The secret to the rich flavor in my food comes from cooking it at a high heat to bring out the natural (and caramelized) flavors of my ingredients. We’ll talk about roasting (cooking food at high heat in the oven) in a later post, but today, let’s talk about searing — cooking food at a high heat on the stove.

Braised Artichoke with Blender Hollandaise via StrictlyDelicious

Before we go any further, let’s talk definitions.

When you sear something, you are cooking it quickly over high heat on the stove with the goal of getting a caramelized crust on the outside of your ingredient.

Searing is not usually used as a way to cook food all of the way through. It’s just a way to deepen and enrich the natural flavors of an ingredient before you cook it fully.

While it is often said that searing meat “locks in the juices” so it stays more tender during cooking, this is not actually true. Instead, what searing is doing is simply adding unique flavor. Cooking that ingredient (usually meat) quickly at such a high heat adds a layering of flavors — the rich, caramelized crust on the outside encasing the tender, juicy meat inside. In a very simple way, this technique takes whatever you are cooking and adds a new, smoky flavor complexity that cannot be achieved by adding seasonings.

Pesto Marinated Lamb Chops via StrictlyDelicious

Let’s look at some tips to ensure that you’re consistently properly searing your ingredients:

1. Make sure that whatever you are cooking is completely dry. I talk about this nearly every time I post a recipe with meat because it makes such a difference. When we’re cooking meat with high heat to get a flavorful crust, it must be dry. If it’s not, it will steam instead of sear, and steamed meat is not textured or flavorful. To get the perfect sear, try using a couple of paper towels to dry the moisture on your meat or vegetables before you add them to the hot oil.

(Find out how to make a perfect whole roasted chicken with crispy skin here.)

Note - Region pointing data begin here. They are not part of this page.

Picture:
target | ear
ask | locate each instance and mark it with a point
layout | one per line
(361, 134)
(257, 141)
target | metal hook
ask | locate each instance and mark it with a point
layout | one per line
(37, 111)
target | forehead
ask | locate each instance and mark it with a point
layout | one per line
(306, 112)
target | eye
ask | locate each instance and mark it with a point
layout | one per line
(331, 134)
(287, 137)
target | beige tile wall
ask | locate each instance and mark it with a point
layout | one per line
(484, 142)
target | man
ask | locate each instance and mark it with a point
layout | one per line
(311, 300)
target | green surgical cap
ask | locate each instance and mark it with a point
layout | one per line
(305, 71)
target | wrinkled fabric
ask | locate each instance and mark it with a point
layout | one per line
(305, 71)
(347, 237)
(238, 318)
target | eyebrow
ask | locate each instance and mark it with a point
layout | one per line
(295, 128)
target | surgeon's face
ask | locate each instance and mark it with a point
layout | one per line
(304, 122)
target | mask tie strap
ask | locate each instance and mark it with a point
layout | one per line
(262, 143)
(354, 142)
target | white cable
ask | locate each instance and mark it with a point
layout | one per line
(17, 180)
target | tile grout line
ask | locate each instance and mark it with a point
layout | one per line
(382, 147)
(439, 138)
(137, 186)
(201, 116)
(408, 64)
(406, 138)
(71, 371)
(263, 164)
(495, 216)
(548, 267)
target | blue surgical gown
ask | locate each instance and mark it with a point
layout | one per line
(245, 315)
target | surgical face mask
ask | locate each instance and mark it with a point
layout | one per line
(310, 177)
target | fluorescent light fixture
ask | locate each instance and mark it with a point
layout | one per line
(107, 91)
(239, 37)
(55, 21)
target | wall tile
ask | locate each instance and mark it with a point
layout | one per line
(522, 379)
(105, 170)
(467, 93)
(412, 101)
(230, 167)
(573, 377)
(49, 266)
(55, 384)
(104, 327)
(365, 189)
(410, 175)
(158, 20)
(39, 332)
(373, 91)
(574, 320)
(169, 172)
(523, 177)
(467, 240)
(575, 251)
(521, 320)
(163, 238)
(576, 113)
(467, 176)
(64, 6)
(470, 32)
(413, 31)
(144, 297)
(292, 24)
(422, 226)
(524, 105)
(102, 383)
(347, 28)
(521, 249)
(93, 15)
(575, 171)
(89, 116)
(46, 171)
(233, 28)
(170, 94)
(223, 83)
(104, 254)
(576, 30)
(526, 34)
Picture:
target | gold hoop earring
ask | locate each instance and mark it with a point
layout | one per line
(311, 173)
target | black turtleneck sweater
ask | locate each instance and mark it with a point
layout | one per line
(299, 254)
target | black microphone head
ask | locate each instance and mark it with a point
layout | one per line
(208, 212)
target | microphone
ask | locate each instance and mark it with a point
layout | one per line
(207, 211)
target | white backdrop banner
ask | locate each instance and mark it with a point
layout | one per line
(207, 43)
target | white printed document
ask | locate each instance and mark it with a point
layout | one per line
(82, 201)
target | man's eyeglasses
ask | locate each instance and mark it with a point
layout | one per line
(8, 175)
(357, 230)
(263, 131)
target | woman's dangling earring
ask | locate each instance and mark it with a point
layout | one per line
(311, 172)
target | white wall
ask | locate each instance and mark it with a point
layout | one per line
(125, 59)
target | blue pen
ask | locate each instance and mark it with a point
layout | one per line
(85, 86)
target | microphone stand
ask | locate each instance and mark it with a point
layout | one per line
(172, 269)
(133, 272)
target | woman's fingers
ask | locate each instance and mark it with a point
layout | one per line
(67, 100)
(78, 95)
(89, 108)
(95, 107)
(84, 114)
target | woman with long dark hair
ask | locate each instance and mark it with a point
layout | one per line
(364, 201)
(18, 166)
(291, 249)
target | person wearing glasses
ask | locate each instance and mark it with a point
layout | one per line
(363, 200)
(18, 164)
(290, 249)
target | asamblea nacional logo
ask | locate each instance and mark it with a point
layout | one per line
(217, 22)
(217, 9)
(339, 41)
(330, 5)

2. Use only simple seasonings. If you use too many seasonings, you will likely run into two problems: a. You won’t be able to fully taste and appreciate the caramelization that searing is giving you, and b. You’ll end up burning or searing the seasonings instead of searing the meat or vegetable itself. I usually use just sea salt and black pepper to season my food and still always find myself with an incredibly flavorful meal.

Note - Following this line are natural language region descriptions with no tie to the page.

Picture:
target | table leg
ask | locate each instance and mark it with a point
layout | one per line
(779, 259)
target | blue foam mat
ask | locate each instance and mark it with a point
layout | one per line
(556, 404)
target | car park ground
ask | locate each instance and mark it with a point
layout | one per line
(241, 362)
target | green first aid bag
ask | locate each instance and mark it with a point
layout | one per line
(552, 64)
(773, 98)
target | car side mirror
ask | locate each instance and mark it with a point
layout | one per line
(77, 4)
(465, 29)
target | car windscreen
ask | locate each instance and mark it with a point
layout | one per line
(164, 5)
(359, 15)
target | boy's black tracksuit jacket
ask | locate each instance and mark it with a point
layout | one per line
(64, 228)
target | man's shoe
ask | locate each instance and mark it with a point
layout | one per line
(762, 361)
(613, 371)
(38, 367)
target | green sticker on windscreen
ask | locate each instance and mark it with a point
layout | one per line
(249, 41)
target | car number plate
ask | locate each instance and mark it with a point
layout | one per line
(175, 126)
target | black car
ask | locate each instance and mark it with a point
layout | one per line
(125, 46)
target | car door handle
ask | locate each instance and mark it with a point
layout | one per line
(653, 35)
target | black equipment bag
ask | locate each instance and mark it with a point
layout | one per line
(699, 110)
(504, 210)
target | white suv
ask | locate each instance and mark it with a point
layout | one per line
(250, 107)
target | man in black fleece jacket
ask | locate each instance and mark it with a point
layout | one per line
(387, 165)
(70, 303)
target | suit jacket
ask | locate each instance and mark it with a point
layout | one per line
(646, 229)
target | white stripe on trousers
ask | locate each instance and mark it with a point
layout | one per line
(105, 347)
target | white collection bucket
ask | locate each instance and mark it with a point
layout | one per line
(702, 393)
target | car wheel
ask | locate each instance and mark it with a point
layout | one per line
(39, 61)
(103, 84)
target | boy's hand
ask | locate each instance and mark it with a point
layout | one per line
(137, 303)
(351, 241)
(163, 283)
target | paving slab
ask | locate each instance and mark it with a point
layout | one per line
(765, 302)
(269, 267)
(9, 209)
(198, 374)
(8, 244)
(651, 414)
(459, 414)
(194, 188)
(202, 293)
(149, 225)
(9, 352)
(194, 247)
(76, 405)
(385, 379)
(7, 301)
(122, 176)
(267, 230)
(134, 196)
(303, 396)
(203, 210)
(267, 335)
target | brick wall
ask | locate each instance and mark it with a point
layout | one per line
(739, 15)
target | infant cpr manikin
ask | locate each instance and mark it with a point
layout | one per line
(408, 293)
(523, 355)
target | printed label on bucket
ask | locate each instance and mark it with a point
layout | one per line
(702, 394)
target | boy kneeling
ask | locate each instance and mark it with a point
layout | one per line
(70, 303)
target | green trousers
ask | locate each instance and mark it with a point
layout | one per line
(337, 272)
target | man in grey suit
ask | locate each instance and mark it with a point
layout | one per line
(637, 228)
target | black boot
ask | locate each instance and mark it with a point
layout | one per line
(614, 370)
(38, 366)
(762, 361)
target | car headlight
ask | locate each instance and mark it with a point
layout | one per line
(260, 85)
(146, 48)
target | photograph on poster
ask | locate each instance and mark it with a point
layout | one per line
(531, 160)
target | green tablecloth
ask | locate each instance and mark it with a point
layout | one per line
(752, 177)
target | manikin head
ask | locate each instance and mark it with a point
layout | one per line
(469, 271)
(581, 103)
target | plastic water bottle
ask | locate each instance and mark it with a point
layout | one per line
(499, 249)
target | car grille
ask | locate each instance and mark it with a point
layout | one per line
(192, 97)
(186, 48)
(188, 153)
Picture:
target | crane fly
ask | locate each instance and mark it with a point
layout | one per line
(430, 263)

(Learn more about how to rethink your views on salt here.)

3. USE THE RIGHT PAN. I can’t emphasize enough how important this is. If you don’t own a cast-iron pan, please get chu one ASAP! love all of my cast iron pans, and they are the only pans that I want to use to give deep caramelization to my food. You can also use a stainless steel skillet with great success, but, for the love of God, do not use nonstick pans!!!

Better-Than-Grilled Filet with Rosemary Red Wine Jus & Bleu Cheese Butter via StrictlyDelicious

4. Use a good saturated fat. I’ve already talked about how fat is essential in good cooking, but it bears much repeating! I always use butter, ghee, or coconut oil in high heat cooking. Whether you use on of these three or not, make sure that whatever oil you’re using has a high smoke point. (Note: Olive oil does not.)

(Read more about how fat makes food good!)

5. Prep the pan in this order: Heat the pan first until a drop of water added to the pan fizzles, then add oil. Let the oil get really hot, then add your ingredient(s). You want both your pan and your oil to get evenly good and hot before we add any ingredients to the pan.

Paleo Mustard Braised Short Ribs| StrictlyDelicious

6. Never, never, never crowd the pan. It is tempting to want to cook your meal as quickly as possible, but this is the quickest way to dismantle the effectiveness of all of the techniques above. Crowding the pan means your ingredients will end up releasing their moisture into the pan instead of forming a rich crust. The heat also can’t circulate evenly around the pan and gets cooled down by the released moisture. As a result, your ingredients will end up being steamed at medium heat instead of being seared over high heat. Take your time and sear your ingredients in batches. Trust me, it’s worth it and only takes a few minutes longer!

Paleo Balsamic Brisket Tacos |

And there you have it! Six tips to ensure the best sear on your meat or vegetables.